Jette pas qu’un œil sur la police, des USA à Pantin : des vidéos contre la violence policière, entretien avec un copwatcher

Il y a quelques mois encore, Taubira à leur tête, certains politiciens français adoraient encore se la jouer humaniste à bon compte en condamnant la violence, souvent raciste, des policiers aux États-Unis. C’était déjà bien sur, pour mieux honorer nos poulets label France. Aujourd’hui aucun d’entre eux n’ose même plus s’aventurer sur ce terrain glissant : l’heure est aux larmes des policiers ; aux prétendues tentatives d’homicides contre la police ; aux montages bidons de BFM…

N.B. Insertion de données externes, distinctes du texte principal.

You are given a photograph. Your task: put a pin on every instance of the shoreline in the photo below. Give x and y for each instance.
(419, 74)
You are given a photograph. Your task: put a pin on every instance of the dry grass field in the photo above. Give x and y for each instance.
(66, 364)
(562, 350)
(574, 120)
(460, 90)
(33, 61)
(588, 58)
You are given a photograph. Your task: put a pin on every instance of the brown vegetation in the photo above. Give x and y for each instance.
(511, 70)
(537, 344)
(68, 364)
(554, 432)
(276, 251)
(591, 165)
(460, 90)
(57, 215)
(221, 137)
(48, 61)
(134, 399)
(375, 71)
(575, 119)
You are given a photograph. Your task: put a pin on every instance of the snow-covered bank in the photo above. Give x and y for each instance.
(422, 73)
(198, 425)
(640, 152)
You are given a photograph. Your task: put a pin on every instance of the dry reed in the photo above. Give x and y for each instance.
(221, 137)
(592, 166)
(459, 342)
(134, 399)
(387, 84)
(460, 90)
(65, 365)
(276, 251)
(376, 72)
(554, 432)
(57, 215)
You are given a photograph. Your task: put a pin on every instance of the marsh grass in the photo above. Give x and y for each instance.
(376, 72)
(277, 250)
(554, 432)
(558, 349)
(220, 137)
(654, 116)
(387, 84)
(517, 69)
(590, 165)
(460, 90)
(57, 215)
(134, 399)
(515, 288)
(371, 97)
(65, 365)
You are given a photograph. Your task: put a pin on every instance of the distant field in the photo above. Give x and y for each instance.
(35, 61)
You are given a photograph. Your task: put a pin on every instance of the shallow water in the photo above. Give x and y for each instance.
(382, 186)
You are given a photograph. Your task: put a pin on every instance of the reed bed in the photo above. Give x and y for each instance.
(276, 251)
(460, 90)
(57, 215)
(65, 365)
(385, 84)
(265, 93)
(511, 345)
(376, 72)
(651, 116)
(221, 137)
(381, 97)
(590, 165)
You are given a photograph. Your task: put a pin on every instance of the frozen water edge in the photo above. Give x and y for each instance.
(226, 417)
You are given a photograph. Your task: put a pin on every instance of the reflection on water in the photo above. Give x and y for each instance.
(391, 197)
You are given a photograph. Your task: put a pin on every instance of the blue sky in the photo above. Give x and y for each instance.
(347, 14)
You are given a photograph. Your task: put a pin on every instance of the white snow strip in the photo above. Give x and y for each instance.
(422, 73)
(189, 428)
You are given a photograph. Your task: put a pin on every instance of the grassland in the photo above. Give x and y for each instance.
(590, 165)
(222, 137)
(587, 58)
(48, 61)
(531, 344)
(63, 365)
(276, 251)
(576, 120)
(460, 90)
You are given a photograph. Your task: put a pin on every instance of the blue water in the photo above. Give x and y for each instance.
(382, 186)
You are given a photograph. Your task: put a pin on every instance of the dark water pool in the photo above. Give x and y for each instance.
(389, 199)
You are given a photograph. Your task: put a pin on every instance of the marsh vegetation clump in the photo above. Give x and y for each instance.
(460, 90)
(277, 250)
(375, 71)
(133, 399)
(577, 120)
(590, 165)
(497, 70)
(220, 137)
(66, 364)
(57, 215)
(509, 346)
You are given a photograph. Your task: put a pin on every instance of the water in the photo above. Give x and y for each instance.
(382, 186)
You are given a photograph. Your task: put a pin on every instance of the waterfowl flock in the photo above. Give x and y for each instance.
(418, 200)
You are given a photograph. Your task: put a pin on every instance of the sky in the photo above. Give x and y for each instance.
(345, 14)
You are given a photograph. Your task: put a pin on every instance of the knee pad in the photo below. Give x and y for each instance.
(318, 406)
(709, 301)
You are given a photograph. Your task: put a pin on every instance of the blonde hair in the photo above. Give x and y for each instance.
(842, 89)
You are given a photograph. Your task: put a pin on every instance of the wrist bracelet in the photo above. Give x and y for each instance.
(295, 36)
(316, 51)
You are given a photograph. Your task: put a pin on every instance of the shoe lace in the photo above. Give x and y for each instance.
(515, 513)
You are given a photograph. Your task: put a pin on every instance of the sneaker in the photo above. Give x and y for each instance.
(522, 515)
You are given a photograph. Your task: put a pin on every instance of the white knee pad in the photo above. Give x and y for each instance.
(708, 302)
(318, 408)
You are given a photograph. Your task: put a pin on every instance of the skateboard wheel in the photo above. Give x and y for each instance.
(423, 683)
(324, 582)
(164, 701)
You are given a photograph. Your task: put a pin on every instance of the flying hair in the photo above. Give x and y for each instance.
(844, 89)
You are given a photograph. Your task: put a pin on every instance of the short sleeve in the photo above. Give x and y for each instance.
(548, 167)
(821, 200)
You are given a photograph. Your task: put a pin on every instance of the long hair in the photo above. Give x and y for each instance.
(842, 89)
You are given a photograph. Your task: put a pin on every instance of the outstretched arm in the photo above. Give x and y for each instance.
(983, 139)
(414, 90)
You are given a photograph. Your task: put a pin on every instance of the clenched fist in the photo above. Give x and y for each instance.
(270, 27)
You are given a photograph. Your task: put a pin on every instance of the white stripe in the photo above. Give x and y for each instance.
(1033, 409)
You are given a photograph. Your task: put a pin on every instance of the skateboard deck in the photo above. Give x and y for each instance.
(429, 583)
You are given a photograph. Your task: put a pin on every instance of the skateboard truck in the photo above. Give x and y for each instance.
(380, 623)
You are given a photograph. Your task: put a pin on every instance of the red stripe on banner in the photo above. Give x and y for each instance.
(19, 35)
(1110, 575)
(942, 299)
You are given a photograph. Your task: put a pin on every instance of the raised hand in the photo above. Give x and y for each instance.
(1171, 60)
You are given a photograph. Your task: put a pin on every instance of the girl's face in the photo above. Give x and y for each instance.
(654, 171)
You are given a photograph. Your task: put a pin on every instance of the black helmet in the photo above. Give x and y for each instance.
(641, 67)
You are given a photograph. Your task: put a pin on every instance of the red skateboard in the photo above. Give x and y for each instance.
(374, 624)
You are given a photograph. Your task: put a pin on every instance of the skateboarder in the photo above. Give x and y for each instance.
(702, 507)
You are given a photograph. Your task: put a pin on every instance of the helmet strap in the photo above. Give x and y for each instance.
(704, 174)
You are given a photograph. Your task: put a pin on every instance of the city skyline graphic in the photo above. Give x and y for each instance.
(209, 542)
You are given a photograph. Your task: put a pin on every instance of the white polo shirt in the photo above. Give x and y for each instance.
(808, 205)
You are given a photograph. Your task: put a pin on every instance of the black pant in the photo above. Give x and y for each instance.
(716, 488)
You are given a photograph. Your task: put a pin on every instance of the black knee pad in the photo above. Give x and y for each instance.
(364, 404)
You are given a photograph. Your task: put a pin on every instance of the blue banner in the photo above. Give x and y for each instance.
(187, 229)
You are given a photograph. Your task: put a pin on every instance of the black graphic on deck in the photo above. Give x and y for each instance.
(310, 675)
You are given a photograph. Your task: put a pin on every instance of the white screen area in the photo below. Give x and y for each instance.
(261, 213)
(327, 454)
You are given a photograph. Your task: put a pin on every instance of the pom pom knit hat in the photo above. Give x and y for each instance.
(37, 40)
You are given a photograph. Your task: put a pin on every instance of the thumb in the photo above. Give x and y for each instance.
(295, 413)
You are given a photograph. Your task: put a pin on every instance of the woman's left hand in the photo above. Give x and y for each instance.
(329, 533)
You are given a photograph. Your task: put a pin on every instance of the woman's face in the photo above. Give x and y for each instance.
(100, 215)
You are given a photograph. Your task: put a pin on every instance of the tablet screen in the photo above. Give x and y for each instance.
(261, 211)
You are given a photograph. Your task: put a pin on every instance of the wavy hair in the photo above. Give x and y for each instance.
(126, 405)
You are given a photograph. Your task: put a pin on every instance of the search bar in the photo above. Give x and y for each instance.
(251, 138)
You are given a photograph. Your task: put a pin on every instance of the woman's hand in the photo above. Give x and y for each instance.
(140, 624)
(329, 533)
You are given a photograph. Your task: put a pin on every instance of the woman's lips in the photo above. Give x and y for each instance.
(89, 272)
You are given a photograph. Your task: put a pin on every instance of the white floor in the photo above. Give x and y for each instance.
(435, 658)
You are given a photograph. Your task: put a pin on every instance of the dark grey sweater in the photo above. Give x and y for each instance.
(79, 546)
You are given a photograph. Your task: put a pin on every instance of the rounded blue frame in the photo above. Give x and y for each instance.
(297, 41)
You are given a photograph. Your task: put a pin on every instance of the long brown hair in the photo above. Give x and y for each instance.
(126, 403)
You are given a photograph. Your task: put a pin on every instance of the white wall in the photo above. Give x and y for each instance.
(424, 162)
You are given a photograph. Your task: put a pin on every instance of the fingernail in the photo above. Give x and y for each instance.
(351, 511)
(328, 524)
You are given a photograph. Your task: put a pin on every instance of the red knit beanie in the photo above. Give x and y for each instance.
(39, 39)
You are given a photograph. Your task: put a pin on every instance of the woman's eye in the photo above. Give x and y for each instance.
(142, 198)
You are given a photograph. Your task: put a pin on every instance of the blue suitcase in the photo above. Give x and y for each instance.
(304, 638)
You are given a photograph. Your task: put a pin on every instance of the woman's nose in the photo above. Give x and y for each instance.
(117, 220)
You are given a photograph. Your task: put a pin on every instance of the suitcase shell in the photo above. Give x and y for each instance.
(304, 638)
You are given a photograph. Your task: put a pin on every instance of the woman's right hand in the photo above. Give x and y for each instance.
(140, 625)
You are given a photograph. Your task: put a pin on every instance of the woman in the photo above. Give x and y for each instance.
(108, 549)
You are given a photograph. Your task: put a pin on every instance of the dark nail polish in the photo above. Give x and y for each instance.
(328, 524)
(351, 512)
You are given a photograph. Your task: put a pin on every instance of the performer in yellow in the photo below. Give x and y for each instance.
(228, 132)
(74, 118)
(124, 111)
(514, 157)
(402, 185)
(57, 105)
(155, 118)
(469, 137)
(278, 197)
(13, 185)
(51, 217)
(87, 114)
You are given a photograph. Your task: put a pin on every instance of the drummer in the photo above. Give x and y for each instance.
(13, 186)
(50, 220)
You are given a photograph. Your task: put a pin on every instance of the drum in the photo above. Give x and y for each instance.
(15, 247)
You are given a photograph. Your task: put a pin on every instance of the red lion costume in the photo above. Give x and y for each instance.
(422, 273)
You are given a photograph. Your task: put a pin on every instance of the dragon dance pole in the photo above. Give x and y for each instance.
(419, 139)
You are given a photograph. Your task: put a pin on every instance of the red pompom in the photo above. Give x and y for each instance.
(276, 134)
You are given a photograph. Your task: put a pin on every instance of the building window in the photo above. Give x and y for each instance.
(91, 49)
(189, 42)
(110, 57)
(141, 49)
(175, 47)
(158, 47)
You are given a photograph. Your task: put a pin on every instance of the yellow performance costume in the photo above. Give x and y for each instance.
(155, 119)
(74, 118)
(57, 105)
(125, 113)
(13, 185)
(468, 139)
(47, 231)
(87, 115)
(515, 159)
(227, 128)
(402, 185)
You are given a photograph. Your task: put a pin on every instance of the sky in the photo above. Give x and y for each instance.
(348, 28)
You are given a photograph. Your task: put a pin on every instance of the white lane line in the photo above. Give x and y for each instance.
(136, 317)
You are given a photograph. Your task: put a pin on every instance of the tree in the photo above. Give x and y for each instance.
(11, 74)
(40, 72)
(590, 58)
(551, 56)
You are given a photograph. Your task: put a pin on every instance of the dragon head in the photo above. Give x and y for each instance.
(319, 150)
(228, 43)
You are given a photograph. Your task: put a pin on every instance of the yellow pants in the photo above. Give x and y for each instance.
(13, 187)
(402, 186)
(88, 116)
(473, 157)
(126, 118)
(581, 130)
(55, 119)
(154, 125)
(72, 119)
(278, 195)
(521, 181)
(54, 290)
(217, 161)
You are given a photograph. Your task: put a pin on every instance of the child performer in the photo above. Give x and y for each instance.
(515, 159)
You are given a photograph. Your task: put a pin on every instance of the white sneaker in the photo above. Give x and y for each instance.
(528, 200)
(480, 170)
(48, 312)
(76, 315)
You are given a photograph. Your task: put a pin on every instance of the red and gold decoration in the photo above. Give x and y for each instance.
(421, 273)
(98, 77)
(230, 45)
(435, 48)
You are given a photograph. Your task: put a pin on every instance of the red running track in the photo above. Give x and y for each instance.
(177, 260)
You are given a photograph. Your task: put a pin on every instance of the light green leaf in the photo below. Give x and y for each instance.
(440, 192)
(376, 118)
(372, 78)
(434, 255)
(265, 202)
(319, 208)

Derrière cette déferlante médiatique volaillère deux objectifs très politiques mais pas bien difficiles à voir: avant tout masquer la réalité du mouvement en cours, invisibiliser les blocages… au cas où ça parte enfin en grève. En second lieu, bien sur, masquer la violence policière, les coups, les blessés, les homicides à venir.

Dans le numéro 43 du journal pour introduire un entretien avec un copwatcher américain, nous revenions sur une histoire de violence policière banale à Pantin dans le 93. A lire ou relire aujourd’hui pour réfléchir à ces pratiques d’autodéfense relative.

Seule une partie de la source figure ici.